The brass at the Paris Philharmonie thought a beautiful way to honor the victims of last week’s brutal terrorist attacks, was to go ahead with the planned opening of the imposing, ultramodern concert hall.
Indeed, everyone who’s anyone, from president Francois Hollande on down, attended Wednesday night’s inaugural celebration.
But it also enraged one of the world’s most famous architects, Jean Nouvel, who happens to be the designer of the €386 million ($448 million) Philharmonie. He’s furious that the city didn’t allow him to completely finish his masterpiece—and that he’s being painted as the temperamental artist. In fact, he’s so furious, he even boycotted the opening.
“The Philharmonie has shot itself in each foot,” Nouvel, wrote in an op-ed for Le Monde, complaining that the decision to open the building left him feeling disrespected.
The futuristic, glimmering building looks impressive from the outside, covered in 340,000 interlocking cast-aluminum pieces that create the effect of a flock of birds rising to fly (paywall).
But many details in the interior are missing, bothering Nouvel.
“The contempt… for architecture, for the architect’s craft, and for the architect of the most important French cultural program of the beginning of this century prevents me from expressing my agreement and satisfaction with attending the opening ceremony,” he wrote of himself in the third person.
At the event, Paris mayor Anne Hidalgo said that the terrorists tried to silence Paris. ”This place where we’ve gathered this evening embodies the most beautiful, strong and universal of responses against totalitarianism – art.”

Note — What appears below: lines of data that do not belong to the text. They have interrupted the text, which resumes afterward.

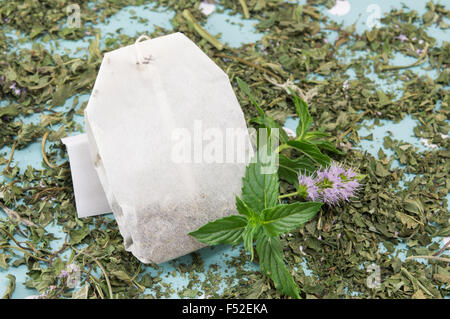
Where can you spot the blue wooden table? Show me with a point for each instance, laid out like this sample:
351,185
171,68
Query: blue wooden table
235,31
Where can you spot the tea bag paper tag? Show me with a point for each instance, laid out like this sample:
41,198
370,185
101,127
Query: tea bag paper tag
90,199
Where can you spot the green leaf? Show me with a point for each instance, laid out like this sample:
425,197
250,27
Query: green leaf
311,151
227,230
259,190
284,218
270,123
244,87
272,265
81,293
305,119
242,208
248,236
10,288
288,169
316,138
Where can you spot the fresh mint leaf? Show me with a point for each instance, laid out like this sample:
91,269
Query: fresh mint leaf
259,190
248,236
245,88
316,138
270,123
284,218
311,151
227,230
243,208
288,169
270,254
305,119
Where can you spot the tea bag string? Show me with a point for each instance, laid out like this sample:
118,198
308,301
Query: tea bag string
139,56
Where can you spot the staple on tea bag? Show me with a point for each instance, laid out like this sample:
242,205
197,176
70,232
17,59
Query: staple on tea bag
138,115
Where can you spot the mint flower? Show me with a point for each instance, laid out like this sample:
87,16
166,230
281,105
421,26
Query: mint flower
330,185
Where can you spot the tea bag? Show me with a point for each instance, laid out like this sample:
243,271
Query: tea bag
159,122
90,199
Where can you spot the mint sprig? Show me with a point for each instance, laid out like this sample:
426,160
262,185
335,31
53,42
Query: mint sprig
262,217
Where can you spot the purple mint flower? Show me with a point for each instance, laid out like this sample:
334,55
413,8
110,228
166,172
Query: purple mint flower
402,37
331,185
71,268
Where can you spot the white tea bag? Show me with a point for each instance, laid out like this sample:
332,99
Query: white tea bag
169,142
90,198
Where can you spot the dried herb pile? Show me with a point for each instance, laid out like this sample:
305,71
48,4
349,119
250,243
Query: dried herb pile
335,248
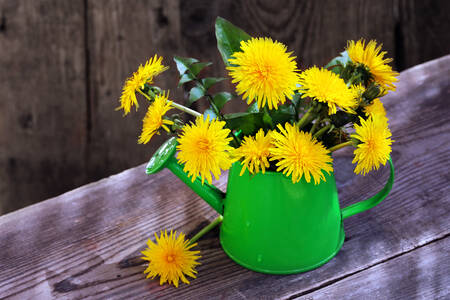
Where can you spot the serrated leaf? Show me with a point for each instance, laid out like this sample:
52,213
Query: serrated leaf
194,94
197,67
183,63
186,77
210,81
220,99
229,38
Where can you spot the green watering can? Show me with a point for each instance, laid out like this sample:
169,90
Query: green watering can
271,225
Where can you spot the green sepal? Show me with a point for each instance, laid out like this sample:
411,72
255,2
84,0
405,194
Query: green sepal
248,123
210,81
198,67
338,63
209,112
184,63
229,38
253,107
186,77
194,94
220,99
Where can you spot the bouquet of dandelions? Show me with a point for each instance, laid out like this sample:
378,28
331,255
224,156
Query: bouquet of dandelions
294,120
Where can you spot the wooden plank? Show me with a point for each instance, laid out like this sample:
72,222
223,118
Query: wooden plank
420,274
42,107
122,35
72,84
84,243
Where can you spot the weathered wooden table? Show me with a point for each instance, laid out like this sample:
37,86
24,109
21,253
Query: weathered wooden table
86,243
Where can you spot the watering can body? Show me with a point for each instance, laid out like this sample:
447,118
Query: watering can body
270,224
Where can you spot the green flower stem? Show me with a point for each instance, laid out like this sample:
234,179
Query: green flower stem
319,133
186,110
174,104
305,117
314,128
340,146
206,229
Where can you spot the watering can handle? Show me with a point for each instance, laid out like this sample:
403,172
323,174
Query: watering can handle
164,157
372,201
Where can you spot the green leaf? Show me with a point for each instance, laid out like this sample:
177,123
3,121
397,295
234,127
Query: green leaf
339,62
197,67
194,94
282,115
209,112
210,81
186,77
220,99
248,123
229,38
253,107
267,119
183,63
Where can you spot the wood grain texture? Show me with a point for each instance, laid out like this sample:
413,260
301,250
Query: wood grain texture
42,100
85,244
420,274
122,35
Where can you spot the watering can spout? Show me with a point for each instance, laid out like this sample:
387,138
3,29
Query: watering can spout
164,157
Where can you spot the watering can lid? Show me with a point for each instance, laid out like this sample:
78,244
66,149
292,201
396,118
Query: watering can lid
162,156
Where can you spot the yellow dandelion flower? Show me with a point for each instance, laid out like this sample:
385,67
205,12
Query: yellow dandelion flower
143,75
264,72
299,154
375,145
255,152
358,90
204,149
376,109
170,258
154,120
326,86
370,56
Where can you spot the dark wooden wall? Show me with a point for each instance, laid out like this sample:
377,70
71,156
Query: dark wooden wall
62,65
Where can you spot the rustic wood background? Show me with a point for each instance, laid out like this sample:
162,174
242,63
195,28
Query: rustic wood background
62,65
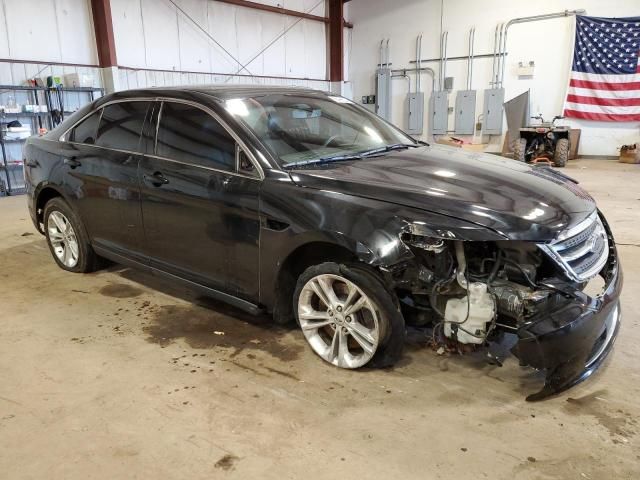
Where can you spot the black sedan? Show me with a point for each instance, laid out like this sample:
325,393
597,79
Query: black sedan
309,207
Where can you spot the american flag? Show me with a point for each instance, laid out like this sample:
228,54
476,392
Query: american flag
605,76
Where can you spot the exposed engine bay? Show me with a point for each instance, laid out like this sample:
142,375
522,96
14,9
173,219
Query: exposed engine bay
473,293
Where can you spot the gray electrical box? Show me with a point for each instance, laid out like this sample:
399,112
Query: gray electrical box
383,93
448,83
465,112
493,100
439,106
415,105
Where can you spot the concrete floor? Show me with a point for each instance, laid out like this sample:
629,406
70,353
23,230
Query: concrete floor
115,375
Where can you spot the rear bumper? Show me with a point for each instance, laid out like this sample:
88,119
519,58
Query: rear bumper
571,342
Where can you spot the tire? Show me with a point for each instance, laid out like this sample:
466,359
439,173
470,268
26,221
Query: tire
63,229
519,149
372,335
561,155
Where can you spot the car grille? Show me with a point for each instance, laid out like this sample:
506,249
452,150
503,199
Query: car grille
582,250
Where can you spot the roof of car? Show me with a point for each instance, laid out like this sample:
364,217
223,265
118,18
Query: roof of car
220,92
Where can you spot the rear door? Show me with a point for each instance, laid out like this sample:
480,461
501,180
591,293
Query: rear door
200,211
102,170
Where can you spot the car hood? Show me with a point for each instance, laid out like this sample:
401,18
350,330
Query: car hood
516,200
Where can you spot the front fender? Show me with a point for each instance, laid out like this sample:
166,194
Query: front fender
370,229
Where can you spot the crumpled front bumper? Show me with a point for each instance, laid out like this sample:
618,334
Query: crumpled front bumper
571,342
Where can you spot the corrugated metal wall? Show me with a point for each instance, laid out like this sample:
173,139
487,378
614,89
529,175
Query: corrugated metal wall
199,41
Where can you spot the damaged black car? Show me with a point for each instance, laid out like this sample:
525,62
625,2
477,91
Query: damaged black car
306,206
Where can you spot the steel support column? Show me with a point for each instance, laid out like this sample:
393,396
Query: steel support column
336,41
103,27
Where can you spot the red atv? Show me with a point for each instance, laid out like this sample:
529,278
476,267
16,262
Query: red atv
543,142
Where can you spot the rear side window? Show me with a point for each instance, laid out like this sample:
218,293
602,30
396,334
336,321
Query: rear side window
121,125
191,135
85,131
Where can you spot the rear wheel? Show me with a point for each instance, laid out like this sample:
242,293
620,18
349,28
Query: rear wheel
519,149
67,239
561,155
348,317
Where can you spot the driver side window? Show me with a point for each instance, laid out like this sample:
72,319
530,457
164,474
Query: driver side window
85,131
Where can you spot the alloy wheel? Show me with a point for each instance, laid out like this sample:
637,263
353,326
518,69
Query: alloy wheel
63,239
341,323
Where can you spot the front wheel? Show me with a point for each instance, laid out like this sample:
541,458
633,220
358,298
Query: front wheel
348,316
561,154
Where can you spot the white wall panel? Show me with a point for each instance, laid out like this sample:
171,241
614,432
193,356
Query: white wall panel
294,44
32,30
75,31
161,34
249,31
274,57
128,32
194,44
173,42
315,46
222,26
55,30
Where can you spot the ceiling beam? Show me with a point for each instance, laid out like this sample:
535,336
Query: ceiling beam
103,27
280,10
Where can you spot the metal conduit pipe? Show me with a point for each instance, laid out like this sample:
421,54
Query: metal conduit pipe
534,18
472,37
496,80
427,70
444,68
495,52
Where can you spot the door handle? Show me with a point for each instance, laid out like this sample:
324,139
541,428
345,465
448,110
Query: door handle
72,162
157,179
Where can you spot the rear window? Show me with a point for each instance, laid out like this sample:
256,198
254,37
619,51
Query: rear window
85,131
121,125
191,135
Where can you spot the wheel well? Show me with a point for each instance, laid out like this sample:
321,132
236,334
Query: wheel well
296,263
43,197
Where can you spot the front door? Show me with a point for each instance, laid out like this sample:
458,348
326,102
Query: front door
101,163
200,213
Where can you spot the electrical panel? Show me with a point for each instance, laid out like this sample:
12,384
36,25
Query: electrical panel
493,102
439,106
383,93
465,112
448,83
415,105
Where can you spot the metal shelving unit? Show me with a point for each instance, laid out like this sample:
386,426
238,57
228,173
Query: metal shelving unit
68,100
12,178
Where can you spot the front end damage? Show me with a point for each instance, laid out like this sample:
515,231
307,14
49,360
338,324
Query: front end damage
473,292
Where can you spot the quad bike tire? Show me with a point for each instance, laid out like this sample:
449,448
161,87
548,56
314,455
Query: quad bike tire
561,155
519,149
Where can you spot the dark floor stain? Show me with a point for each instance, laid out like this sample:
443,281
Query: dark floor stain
281,373
120,290
247,368
218,325
617,422
227,462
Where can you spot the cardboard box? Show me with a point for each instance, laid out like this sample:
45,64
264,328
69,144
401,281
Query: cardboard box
475,147
73,80
630,155
451,141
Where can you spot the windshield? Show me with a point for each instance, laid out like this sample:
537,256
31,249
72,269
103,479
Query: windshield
307,129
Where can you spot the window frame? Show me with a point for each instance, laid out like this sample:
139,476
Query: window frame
144,121
239,144
259,172
86,117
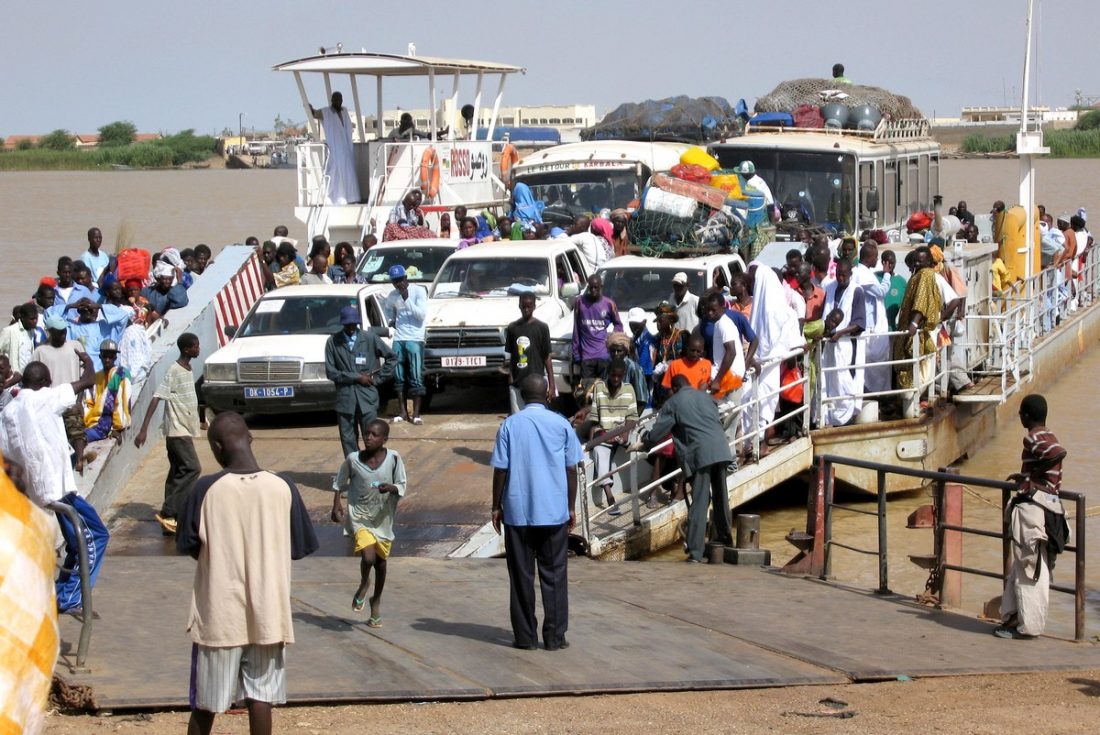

The 2,400 seat hall features many elements of innovative design. The audience surrounds the stage, and the flowing balconies break with the traditional symmetrical set-up. The seating is retractable, allowing for additional seats for special occasions, and the floor can be adjusted to fit the needs of any type of event, from an orchestra concert to a hip-hop show. The hall’s amazing acoustics have been lauded by both artists and critics.
Nouvel offered a different kind of tribute. ”In this period of mourning, I find our Philharmonie to be very ‘Charlie’ in its location, intergenerational generosity and its openness to social and cultural diversity,” he wrote.